On Wed, 20 Jun 2007, Marc Schwartz wrote:
If my train of thought is correct, it seems to me that the behavior
above distills down to the comparison between logical(0) and NA, which
rather than returning NA, returns logical(0).
This would seem appropriate, given that there is no actual comparison
being made with NA, I think, since logical(0) is an 'empty' vector.
However, should all(logical(0)) return TRUE or logical(0)? For example:
all(logical(0) == logical(0))
If the initial comparison of logical(0) returns logical(0), which is not
TRUE:
Yes, they have different lengths, so they aren't equal.
then why does all() return TRUE, if the individual comparison is not
TRUE? By definition from ?all:
Given a sequence of logical arguments, a logical value indicating
whether or not all of the elements of x are TRUE.
This is the empty set question that should probably be a FAQ.
All elements of logical(0) are TRUE, in the vacuous sense that it has no elements.
The same sort of thing happens for any(logical(0)), which is FALSE; sum(numeric(0)), which is 0; prod(numeric(0)), which is 1; max(numeric(0)),which is -Inf; and min(numeric(0)), which is Inf.
This seems as though R is trying to be difficult, but there is a real benefit in terms of associativity:
all(all(x),all(y)) is always the same as all(x,y) under this definition.

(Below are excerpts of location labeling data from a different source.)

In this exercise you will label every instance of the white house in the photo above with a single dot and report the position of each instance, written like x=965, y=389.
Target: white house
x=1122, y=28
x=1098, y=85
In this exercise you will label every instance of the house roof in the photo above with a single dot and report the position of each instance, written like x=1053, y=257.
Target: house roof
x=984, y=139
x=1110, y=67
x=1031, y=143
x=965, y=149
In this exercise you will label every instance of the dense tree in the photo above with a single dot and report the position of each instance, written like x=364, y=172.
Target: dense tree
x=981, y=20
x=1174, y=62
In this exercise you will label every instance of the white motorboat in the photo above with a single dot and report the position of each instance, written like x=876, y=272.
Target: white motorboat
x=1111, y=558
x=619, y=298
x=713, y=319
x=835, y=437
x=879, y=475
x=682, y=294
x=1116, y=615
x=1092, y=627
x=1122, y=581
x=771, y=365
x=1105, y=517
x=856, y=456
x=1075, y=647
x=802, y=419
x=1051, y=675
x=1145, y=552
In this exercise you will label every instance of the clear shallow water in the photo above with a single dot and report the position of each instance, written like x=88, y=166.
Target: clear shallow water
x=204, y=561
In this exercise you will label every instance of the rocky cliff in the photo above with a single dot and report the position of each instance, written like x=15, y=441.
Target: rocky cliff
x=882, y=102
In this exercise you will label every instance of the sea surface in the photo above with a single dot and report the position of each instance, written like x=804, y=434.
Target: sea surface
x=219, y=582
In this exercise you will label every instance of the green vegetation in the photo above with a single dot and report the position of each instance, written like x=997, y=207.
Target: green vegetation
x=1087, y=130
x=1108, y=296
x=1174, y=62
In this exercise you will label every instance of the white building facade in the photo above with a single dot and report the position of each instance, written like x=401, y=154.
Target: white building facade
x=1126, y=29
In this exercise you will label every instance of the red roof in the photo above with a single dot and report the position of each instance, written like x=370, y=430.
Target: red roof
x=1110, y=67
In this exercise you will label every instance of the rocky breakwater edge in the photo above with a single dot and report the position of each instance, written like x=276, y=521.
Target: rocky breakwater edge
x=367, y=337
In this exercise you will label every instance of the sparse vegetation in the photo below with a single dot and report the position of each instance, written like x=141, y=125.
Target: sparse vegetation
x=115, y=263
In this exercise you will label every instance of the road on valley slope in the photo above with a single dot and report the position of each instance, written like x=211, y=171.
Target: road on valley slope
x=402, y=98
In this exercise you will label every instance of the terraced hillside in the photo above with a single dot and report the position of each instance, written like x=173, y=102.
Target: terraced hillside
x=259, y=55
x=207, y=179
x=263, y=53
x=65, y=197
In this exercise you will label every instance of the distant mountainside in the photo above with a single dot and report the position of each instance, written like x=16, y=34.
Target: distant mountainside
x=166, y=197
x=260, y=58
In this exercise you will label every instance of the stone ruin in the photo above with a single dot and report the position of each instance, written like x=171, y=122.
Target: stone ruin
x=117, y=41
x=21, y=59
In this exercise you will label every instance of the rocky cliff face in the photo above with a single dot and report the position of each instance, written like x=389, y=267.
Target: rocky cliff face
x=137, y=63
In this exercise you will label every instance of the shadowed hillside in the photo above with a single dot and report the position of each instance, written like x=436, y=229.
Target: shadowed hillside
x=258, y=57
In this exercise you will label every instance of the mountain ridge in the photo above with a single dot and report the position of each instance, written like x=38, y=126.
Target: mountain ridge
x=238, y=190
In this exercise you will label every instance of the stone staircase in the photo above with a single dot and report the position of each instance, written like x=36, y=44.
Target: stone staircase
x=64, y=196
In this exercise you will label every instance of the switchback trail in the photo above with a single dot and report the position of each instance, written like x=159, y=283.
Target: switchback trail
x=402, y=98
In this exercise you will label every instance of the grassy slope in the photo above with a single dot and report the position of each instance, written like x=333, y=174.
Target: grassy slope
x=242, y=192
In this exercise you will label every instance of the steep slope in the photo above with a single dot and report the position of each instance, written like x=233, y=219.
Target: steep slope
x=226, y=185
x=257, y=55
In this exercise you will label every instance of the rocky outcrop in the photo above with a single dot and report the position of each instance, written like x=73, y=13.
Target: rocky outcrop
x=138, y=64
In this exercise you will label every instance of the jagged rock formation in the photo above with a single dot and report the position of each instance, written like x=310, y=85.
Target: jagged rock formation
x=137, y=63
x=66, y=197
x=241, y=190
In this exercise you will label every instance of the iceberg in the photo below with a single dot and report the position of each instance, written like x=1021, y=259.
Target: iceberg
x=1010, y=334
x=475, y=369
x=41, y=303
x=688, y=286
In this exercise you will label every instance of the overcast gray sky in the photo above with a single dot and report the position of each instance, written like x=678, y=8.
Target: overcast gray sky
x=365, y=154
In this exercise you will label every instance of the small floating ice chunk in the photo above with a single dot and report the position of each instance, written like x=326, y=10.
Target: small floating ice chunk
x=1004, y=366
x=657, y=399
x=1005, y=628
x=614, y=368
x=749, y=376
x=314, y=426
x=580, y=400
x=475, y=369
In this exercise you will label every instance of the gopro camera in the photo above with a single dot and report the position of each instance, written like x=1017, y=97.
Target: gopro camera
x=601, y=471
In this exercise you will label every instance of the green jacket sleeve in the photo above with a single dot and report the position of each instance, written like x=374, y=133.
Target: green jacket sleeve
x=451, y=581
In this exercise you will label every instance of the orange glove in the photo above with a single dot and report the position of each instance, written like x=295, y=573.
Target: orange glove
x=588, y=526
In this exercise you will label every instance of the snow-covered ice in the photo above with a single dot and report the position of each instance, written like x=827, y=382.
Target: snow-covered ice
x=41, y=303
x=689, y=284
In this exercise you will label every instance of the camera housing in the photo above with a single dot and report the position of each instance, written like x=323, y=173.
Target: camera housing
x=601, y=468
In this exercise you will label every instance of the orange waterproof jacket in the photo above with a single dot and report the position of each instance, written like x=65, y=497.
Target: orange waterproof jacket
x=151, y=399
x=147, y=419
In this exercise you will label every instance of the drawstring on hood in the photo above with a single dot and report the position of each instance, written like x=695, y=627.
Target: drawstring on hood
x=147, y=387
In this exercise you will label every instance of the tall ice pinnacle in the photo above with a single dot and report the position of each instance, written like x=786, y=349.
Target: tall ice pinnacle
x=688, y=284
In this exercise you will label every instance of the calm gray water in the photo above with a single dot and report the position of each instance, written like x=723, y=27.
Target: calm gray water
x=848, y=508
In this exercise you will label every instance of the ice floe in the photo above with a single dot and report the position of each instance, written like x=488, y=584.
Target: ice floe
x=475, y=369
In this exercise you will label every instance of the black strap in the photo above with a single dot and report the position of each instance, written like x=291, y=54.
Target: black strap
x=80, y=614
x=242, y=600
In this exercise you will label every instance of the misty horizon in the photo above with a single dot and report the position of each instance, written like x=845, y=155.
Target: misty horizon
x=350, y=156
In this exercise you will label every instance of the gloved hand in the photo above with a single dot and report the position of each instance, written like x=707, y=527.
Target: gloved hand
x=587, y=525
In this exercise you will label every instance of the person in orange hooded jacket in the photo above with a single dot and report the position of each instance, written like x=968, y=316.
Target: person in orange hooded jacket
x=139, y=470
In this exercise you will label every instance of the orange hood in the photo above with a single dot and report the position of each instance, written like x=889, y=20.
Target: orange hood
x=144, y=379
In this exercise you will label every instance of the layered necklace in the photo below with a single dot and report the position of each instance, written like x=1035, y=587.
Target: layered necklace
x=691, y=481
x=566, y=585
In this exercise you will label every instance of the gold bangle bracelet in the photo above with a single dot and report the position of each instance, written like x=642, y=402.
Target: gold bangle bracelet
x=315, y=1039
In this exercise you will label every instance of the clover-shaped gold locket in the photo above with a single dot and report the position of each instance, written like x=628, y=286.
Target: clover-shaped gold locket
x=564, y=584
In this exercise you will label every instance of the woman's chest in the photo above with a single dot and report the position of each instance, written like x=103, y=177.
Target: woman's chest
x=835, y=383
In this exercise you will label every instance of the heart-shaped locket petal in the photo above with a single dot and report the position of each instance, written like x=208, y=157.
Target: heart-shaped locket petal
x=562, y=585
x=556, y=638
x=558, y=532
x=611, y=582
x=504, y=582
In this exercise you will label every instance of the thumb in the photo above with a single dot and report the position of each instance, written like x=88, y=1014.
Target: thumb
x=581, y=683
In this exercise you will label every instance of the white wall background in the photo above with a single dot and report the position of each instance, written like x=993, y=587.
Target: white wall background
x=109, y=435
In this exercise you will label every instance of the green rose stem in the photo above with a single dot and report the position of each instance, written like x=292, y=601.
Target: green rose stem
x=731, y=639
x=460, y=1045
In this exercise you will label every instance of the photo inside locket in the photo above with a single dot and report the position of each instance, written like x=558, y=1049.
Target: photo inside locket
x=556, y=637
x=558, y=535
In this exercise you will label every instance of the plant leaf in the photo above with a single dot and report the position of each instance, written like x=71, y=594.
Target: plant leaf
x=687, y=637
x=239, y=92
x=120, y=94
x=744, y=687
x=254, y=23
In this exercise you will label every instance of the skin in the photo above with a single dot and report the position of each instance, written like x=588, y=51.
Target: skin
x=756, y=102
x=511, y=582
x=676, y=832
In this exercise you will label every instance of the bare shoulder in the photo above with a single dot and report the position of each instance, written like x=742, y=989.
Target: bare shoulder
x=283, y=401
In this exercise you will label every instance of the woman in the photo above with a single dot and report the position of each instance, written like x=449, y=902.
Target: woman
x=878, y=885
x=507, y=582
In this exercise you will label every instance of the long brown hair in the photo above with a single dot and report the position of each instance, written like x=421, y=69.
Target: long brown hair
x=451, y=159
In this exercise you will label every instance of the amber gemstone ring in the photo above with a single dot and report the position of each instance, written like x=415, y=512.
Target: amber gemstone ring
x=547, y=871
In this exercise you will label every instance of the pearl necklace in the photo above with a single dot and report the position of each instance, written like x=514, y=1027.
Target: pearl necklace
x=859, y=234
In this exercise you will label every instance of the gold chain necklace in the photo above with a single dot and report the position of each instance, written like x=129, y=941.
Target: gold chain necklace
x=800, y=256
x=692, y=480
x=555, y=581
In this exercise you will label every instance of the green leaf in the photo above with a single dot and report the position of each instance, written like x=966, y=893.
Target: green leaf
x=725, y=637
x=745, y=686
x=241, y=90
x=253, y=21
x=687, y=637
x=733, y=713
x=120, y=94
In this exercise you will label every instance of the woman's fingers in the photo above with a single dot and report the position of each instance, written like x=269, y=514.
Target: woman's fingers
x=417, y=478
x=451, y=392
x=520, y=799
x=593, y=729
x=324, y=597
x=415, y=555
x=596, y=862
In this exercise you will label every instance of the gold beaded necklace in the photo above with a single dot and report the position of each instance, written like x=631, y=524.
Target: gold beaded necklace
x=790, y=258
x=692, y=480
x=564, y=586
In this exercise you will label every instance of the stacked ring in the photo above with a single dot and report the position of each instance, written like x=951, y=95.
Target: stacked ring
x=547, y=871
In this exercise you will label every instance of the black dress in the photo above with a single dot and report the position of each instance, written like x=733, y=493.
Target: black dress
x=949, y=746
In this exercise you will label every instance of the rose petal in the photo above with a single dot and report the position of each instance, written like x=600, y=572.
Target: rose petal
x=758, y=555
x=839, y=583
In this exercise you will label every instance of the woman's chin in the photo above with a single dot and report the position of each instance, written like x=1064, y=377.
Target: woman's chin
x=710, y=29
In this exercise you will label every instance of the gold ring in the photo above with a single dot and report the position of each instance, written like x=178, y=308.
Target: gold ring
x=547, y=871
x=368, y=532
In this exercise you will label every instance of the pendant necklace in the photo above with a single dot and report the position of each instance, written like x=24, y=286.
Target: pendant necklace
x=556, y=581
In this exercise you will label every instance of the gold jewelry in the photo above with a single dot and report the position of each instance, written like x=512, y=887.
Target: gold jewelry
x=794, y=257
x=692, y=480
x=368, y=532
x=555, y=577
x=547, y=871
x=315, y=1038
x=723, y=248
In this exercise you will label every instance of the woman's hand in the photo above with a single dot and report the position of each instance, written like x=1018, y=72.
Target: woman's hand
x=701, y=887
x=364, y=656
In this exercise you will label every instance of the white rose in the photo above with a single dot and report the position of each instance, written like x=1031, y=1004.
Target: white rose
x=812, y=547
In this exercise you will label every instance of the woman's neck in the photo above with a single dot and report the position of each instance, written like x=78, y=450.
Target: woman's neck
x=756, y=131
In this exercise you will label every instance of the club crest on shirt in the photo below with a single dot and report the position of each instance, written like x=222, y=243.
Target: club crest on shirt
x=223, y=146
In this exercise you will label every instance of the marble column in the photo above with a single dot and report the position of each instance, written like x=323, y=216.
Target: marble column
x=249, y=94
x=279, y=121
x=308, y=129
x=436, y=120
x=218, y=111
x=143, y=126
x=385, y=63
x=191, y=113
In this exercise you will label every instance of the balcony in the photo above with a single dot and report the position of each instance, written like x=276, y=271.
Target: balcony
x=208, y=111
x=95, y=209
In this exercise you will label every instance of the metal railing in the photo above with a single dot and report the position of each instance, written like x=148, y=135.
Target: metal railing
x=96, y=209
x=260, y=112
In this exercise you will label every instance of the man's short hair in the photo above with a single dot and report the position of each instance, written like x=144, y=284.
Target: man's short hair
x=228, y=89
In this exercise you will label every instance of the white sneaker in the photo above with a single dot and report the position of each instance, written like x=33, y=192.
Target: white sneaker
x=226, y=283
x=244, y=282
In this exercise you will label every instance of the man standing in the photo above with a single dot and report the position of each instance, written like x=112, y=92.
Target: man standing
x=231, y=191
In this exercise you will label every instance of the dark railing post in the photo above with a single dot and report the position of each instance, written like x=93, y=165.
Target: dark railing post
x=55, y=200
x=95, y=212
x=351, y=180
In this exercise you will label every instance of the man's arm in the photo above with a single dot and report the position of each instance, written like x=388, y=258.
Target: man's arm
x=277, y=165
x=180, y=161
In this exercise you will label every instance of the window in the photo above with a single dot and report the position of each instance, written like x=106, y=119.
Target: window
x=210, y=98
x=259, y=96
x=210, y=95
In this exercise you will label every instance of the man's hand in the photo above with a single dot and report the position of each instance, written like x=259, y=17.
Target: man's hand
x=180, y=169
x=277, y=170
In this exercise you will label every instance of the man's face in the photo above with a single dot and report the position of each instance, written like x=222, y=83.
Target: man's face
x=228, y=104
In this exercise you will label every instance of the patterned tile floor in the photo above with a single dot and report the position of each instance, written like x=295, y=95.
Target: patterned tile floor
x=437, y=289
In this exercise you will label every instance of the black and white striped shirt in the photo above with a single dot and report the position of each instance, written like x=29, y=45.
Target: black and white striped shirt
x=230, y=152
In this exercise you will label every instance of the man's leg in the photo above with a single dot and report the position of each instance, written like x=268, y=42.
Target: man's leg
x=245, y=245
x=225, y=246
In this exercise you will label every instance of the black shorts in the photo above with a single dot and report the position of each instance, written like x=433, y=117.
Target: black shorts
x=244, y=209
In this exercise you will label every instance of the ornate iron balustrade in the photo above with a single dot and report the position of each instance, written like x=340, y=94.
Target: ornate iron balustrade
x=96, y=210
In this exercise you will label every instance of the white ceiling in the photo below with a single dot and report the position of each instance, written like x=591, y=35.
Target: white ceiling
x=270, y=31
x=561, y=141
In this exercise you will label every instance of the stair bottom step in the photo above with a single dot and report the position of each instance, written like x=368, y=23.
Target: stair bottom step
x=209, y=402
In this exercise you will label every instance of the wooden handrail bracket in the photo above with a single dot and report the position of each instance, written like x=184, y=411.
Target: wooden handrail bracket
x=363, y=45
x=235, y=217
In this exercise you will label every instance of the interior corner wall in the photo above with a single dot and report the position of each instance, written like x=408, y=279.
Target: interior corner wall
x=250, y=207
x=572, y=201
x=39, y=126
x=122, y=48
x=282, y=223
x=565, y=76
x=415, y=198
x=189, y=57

prod(prod(x), prod(y)) is prod(x,y)
min(min(x),min(y)) is min(x,y)
and so on.
The general principle is that a function made by 'reducing' a vector with an associative binary operator, when applied to an empty vector, gives the identity element for the operator. The identity element for AND is TRUE.
Does this make any sense?
Yes, although it is initially surprising.